А через несколько месяцев назначили его министром морского флота. Но там он быстро просыпался и был снят. Он отменил выдачу валюты морякам в заграничном плаваньи. И ни один моряк не мог сойти с корабля в заграничном порту. И это уже такой поднялся скандал. Да заодно выяснилось, что он что-то такое наврал в отчете, и быстро оказался снят. Карьера его закончилась. Но в кинематографе он свое дело сделать успел.
Встретил его как-то на приеме потом, и говорит он мне:
– Вот, не все я доделал. Надо было мне издать приказ: запретить режиссерам работать с одним и тем же оператором несколько картин. От этого вся беда. Режиссер не работает – оператор его ждет; оператор не работает – режиссер его ждет. А надо, чтобы было по очереди: вот ты сегодня запускаешься, который по очереди идет. Оператор, сценарий по очереди. Оператора по очереди назначили – иди, делай. Вот так. Не успел я сделать, товарищ Ромм. Порядок был бы, и вы б спокойно работали. А так сейчас все беспорядок, анархия.
Вот такой был Семен Семенович Дукельский. А после него назначили улыбчатого Ивана Григорьевича Большакова.
Добавить надо несколько слов.
Во-первых, в разговоре с композитором упорство Дукельского, чтобы было как Вагнер и не как Вагнер, объясняется тем, что Сталин незадолго до этого смотрел «Валькирию» в Большом театре, ему понравилось и, как видно, он сказал – даже наверняка он сказал – на просмотре картины, что должна быть вот такая, вагнеровская музыка.
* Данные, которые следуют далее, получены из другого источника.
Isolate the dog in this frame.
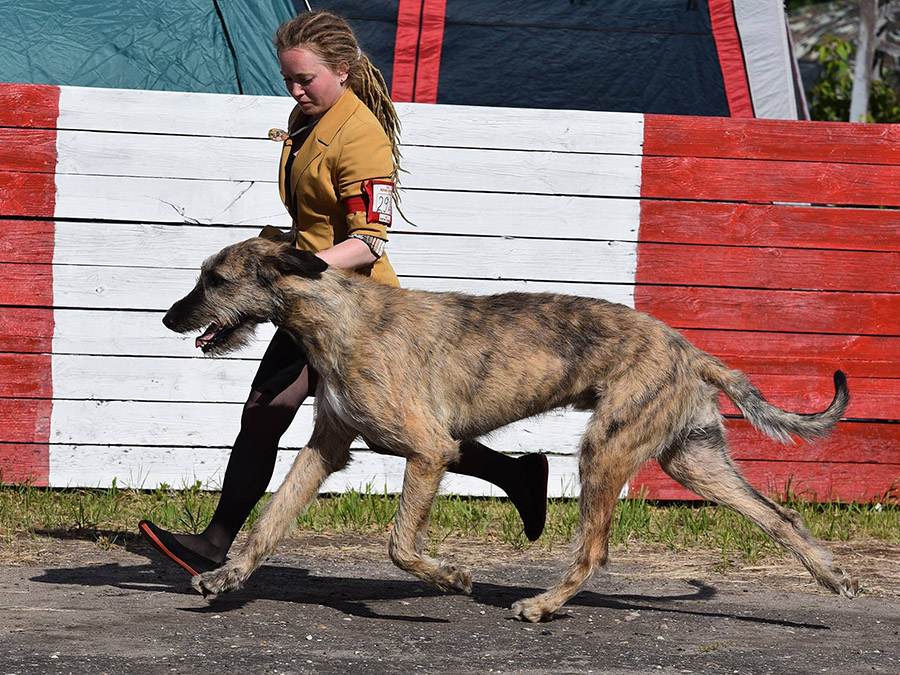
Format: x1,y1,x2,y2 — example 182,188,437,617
163,238,858,621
Вот этого и добивался Дукельский.
Как-нибудь при перезаписи врезать это надо.
А второе, что надо врезать, – после первого свидания, – что действительно он вызывал по ночам. Это там, где я говорю о том, что с ума стали сходить. В три часа, в три тридцать, а уж в два тридцать – это считалось хорошо, и был случай, когда он меня вызвал в три часа и я ждал до половины четвертого, потому что у него сидел Васильев, Сергей, а потом он принял меня, а Васильева заставил ждать конца разговора. А разговор кончился со мной в четверть пятого. И Васильев еще остался с ним разговаривать. Он мучил нас. Он по привычке мучил нас этими ночными приемами, совершенно доводил до исступления, причем во время приемов какие-то анекдоты…
К вопросу о национальном вопросе или Истинно русский актив
До сорок третьего года, как известно, не было у нас, товарищи, антисемитизма. Как-то обходилось без него.
Ну, то есть, вероятно, антисемиты были, но скрывали это, так как-то незаметно это было.
А вот с сорок третьего года начались кое-какие явления. Сначала незаметные.
Например, стали менять фамилии военным корреспондентам: Канторовича – на Кузнецова, Рабиновича – на Королева, а какого-нибудь Абрамовича – на Александрова. Вот, вроде этого.
Потом вообще стали менять фамилии.
И потом еще появились признаки. Появились ростки. Стал антисемитизм расти. Вот уже какие-то и официальные нотки стали проскальзывать.
Ну вот. Примерно в это время послал я редактора в Алма-Ату на студию объединенную – там «Ленфильм» и «Мосфильм» объединились.
Художественным руководителем студии был Эрмлер, его заместителями – Трауберг и Райзман. Ну, очевидно, не очень это тактично было сделано с точки зрения этого вопроса.
А я был тогда художественным руководителем Главка. Послал я туда редактора. Он возвращается, показывает мне отчет.
А в отчете – все про Пырьева: заместитель художественного руководителя Иван Александрович Пырьев распорядился, Иван Александрович отменил, Иван Александрович дал указание, товарищ Пырьев начал, товарищ Пырьев кончил, товарищ Пырьев сделал замечание и так далее, и все в том же роде.
Я говорю:
– Причем тут Пырьев? И когда это он стал заместителем художественного руководителя?
Тот глядит мне в глаза спокойно так и говорит:
– А разве вы не знаете, он назначен…
Я говорю:
– Официально?
– Да пока как будто бы не официально. Только я приказа не видел, но это факт.
Я говорю:
– Ну, пока я не получу приказа, извольте считать художественным руководителем Эрмлера, а заместителями – Райзмана и Трауберга, и в этом стиле переделайте. Перепишите и покажите мне.